And thanks to Lisa W for letting me know that she'd just read Henrietta's War and thought it "a terrific little book". For all of us who hope Bloomsbury will in due course publish the second volume, Henrietta sees it through, remember we can contact them and tell them how much we've enjoyed the first one and ask them for the second!
I'd like to acknowledge that the link I provided was brought to my attention by Dave "Steampunk" S******, a respected young colleague of mine.
Posted by: Dark Puss | 24 July 2009 at 09:02 AM
My copy of Henrietta's War arrived yesterday (after caving earlier this week) and I am very excited about reading it.
Posted by: Claire (Paperback Reader) | 24 July 2009 at 11:46 AM
Are you a speleologist? :-)
Posted by: Dark Puss | 24 July 2009 at 12:28 PM
In general, I do think that Altered Books are WRONG. I don't like to see books ever destroyed or defaced or in any way rendered unreadable.
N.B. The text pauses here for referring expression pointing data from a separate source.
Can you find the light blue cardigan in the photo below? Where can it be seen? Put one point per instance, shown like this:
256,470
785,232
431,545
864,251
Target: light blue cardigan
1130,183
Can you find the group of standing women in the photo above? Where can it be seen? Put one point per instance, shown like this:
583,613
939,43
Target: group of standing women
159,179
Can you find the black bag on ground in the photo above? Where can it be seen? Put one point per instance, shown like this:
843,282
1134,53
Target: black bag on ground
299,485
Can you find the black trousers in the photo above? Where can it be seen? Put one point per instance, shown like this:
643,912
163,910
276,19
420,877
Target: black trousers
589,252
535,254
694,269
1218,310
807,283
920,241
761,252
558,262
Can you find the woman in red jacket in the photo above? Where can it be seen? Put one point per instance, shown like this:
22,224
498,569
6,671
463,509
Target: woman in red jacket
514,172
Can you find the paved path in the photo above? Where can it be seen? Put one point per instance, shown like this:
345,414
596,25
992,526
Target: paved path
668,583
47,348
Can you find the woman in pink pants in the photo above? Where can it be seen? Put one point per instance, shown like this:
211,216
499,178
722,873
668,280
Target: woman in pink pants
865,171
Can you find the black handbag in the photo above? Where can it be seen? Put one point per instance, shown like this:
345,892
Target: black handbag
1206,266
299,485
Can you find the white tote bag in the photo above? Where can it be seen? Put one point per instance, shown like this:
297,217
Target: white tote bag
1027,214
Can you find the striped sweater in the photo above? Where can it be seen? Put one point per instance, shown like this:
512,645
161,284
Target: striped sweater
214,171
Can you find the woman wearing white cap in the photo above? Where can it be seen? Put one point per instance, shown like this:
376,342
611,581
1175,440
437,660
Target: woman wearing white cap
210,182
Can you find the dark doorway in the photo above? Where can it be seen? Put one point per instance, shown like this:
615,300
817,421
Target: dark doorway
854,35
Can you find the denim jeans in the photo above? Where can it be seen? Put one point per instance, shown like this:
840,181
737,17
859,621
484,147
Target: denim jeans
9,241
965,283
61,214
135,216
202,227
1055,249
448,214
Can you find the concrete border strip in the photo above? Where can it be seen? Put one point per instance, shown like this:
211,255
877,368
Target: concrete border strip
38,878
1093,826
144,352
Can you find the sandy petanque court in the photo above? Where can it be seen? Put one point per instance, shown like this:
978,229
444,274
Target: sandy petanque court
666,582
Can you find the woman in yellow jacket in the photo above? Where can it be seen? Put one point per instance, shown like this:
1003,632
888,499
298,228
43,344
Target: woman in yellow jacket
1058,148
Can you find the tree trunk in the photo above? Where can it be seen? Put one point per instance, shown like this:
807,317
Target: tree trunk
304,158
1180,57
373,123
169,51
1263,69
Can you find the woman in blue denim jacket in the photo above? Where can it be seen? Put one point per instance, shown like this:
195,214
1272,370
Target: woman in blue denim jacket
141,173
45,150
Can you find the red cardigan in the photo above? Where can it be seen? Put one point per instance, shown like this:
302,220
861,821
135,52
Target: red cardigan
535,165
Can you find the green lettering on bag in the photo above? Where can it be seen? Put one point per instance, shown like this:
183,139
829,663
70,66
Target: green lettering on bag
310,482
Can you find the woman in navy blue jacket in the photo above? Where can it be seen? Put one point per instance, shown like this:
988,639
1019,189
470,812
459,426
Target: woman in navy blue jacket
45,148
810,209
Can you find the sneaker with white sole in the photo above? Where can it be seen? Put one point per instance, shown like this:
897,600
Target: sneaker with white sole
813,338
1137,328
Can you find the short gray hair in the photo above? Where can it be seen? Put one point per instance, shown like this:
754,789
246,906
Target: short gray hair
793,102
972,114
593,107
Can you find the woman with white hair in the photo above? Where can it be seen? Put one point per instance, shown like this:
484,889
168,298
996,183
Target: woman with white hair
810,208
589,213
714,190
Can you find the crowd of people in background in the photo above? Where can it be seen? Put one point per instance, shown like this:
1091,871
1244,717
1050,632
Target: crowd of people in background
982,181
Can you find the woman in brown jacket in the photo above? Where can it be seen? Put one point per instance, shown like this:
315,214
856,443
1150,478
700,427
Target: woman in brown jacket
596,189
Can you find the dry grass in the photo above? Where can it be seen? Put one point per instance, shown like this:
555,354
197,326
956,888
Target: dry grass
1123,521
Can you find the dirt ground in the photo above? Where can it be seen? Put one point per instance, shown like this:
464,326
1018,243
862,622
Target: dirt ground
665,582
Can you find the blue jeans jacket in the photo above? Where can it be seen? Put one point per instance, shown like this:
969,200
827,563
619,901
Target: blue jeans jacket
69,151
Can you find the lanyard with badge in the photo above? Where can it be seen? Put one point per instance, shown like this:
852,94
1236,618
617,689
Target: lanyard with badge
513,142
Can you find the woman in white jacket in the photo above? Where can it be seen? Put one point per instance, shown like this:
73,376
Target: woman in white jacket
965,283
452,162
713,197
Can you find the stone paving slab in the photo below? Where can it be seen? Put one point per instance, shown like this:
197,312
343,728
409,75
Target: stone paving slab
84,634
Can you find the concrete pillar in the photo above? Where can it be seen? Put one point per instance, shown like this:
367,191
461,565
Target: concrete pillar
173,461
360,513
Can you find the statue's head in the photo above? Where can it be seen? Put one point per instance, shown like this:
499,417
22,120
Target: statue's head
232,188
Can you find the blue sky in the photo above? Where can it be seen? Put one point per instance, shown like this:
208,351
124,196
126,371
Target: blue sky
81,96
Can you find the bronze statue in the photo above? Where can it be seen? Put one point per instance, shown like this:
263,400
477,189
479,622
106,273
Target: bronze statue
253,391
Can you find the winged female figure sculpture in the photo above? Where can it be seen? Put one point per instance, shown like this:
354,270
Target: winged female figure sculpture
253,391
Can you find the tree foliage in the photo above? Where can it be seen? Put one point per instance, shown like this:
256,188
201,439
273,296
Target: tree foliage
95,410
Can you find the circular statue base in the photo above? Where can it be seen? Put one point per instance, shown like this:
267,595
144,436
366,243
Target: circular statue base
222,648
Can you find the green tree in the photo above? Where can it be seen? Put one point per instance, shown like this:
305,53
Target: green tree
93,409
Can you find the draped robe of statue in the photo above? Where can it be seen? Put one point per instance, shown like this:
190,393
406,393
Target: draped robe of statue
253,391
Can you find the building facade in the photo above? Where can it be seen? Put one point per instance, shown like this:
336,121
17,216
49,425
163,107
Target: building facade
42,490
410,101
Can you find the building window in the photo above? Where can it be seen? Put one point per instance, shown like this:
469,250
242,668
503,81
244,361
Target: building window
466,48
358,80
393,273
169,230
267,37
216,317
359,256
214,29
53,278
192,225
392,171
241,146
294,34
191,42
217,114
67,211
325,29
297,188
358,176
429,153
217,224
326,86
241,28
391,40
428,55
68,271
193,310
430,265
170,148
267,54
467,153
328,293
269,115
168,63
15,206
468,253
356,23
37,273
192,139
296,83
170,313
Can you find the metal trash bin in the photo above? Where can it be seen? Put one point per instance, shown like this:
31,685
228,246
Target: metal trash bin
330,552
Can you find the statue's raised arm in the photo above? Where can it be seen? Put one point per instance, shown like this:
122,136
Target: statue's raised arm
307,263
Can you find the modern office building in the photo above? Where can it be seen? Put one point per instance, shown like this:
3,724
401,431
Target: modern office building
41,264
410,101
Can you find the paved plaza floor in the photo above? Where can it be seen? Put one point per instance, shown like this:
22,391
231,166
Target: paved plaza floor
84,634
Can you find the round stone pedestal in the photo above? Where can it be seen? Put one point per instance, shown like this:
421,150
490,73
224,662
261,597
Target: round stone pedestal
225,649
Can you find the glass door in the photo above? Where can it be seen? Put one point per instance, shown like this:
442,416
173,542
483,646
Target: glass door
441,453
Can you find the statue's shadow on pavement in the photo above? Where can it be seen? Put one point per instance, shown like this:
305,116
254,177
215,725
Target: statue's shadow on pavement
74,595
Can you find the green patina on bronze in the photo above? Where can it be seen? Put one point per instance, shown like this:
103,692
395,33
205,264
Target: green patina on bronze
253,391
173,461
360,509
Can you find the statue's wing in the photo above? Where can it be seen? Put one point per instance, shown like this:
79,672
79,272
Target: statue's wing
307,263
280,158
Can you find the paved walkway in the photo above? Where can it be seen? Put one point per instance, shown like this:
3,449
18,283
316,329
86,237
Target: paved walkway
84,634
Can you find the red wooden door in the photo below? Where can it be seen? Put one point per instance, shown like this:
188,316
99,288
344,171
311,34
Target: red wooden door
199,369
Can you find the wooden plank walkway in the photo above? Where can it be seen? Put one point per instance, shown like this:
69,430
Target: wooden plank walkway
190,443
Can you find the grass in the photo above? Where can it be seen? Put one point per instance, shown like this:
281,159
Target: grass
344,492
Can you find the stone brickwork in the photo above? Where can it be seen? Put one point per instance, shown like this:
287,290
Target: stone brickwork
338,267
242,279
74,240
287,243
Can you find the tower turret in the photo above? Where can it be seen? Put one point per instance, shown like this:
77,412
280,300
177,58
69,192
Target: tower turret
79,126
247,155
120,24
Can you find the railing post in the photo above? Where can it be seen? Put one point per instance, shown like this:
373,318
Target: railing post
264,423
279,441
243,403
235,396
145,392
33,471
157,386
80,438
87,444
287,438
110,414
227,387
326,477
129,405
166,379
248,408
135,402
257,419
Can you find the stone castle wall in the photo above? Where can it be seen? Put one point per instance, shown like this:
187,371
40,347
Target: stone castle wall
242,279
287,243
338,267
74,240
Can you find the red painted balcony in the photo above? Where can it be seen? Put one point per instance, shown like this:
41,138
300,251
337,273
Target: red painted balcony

Its not the thing itself that matters, its the power of the words within, and if those are hidden or cut out then something very precious indeed has gone.
But those are possibly the most beautiful altered books I have ever seen. I do like the way that he has worked with the illustrations and words of the original text. But still... No, I can't condone it. I just can't.
Posted by: Ros | 25 July 2009 at 12:38 PM
Most bookdealers spend a portion of the week throwing out the books the public can't bear to see die - we get to put the over-produced, outdated, the damaged and the simply unsaleable out of their misery! I know charity shops skip an awful lot of unsaleable books too. I think Brian Dettmer's wonderful Book Autopsies are preferable to me ripping the boards off and chucking them in the recycling!
Seriously - how many 1926 dictionaries, for example, does the world really want? or 1950s school atlases? or Doctor and nurse romances from the 1970s? A few collectors will exist for any book you name but the world doesn't need the whole print run retaining for posterity!
Obviously you should check a book's value and rarity before taking a craft knife to it, but this is otherwise a great re-use and not wrong at all.